Grofweg zijn er twee mogelijkheden: we bepalen zélf de grenzen of Gód geeft de grenzen aan.
Binnen het eerste plaatje zijn nog weer twee varianten, die uiteindelijk op hetzelfde neerkomen, hetzij men deze paars, blauw of rood kleurt.
Er zijn er die uitgaan van de gemeenschap. Deze bepaalt dan alles en krijgt een grote vinger in de pap. Nu is het communisme echt op z'n retour, maar het socialisme is nog niet uitgestorven. De gemeenschap is dan de maat van alle dingen. Alles is van en voor de gemeenschap.
Daar breng je dan (bij tijden) je offers voor. Deze grootste gemene deler zal ook uitmaken wat goed en kwaad is. Dat kom je onder andere te weten via een referendum, waarbij de helft plus één beslist. Daar heb je je dan ook aan te houden. Dat geldt als „wet", als „normaal" en zo komen we aan de moraal, die bij tijden sterk kan wijzigen, als een meerderheid verandert van denken, door welke factoren dan ook. Vandaag is dít normaal, morgen dát. Stemmingen en enquêtes wijzen uit wat de meerderheid wil of goed vindt. Het is daarbij wel van belang hoe de vraag wordt gesteld, om echt aan een „meerderheid" te komen. Vandaar dat er nogal wat verschil is van land tot land en van tijd tot tijd over wat normaal is en de moraal uitmaakt. Je leeft dan bij wat op een moment „in" is. Terwijl het woord van God sterk beklemtoont dat de meerderheid niet zullen volgen in het kwaad. Eén is uw Meester! Vervolgens kan de enkeling heel wat beslissen. De enkele mens is immers uniek en die zal het voor het zeggen hebben. De mens is toch een zo zeldzaam verschijnsel, dat we eerbiedig hem tegemoet dienen te treden en de autonome mens uit laten spreken. We moeten hem niet in de „rede" vallen. Wat hij (op een bepaald moment) goed vindt, ís goed. Daar komt geen ander aan te pas. In wezen kun je geen wetten stellen of je moest normaal achten wat de enkele mens wil en doet. Dat moet dan de moraal worden. Ik doe waar ík zin in heb. Ikke, ikke, ikke... en de rest kan...
Vanuit de Franse revolutie wordt herhaald: geen God en geen meester. Weg met alle gezag(suitoefening). We dulden werkelijk niemand boven ons. Dat zou tekort doen aan ons mens-zijn, aan onze normale ontplooiing en onze moraal in deze tijd. Weg met alle tradities en gewoonten. De enkele mens zelf bepaalt de norm en de vorm. De individuele mens beslist, heel liberaal, voegt men er aan toe. Zo komt de vrijheid van de mens niet in gevaar en is een mens vrij in zijn doen en laten. Terwijl christenen daartegenover belijden dat God in Zijn Woord en wet bepaalt wat goed en kwaad is, wat normaal en ab-normaal is.

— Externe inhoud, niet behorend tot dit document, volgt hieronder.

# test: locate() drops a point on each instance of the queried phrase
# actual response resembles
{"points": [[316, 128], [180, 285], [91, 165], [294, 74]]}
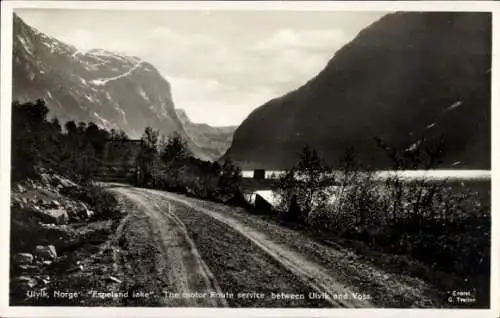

In Gods Woord kunnen we niet lezen dat een democratie beslist. Niet „het volk" bepaalt de wet. Ook autonomie kun je niet vanuit het Woord van God verdedigen. Want de mens is niet zichzelf ten wet. Hij beslist niet zelf, ook al is dat eeuwenlang „normaal" voor een gevallen mens. Het is echter geen paradijs-moraal! In wezen is er alleen maar ruimte voor theocratie, dat wil zeggen de erkenning dat God regeert en dat Hij Zijn wetten stelt én handhaaft.
Daarmee is aangegeven dat de Heere Koning van de wereld is en Koning van Zijn duurgekochte kerk. Hij weet wat goed is en Hij geeft dit ook aan. Alleen God is goed, zo kon Hij zeggen en daarom kan alleen God bepalen wat normaal is en moeten we het voor de moraal hogerop zoeken. Zoals we zullen zien.

Van Amstel

Dit artikel werd u aangeboden door: De Wekker

Deze tekst is geautomatiseerd gemaakt en kan nog fouten bevatten. Digibron werkt voortdurend aan correctie. Klik voor het origineel door naar de pdf. Voor opmerkingen, vragen, informatie: contact.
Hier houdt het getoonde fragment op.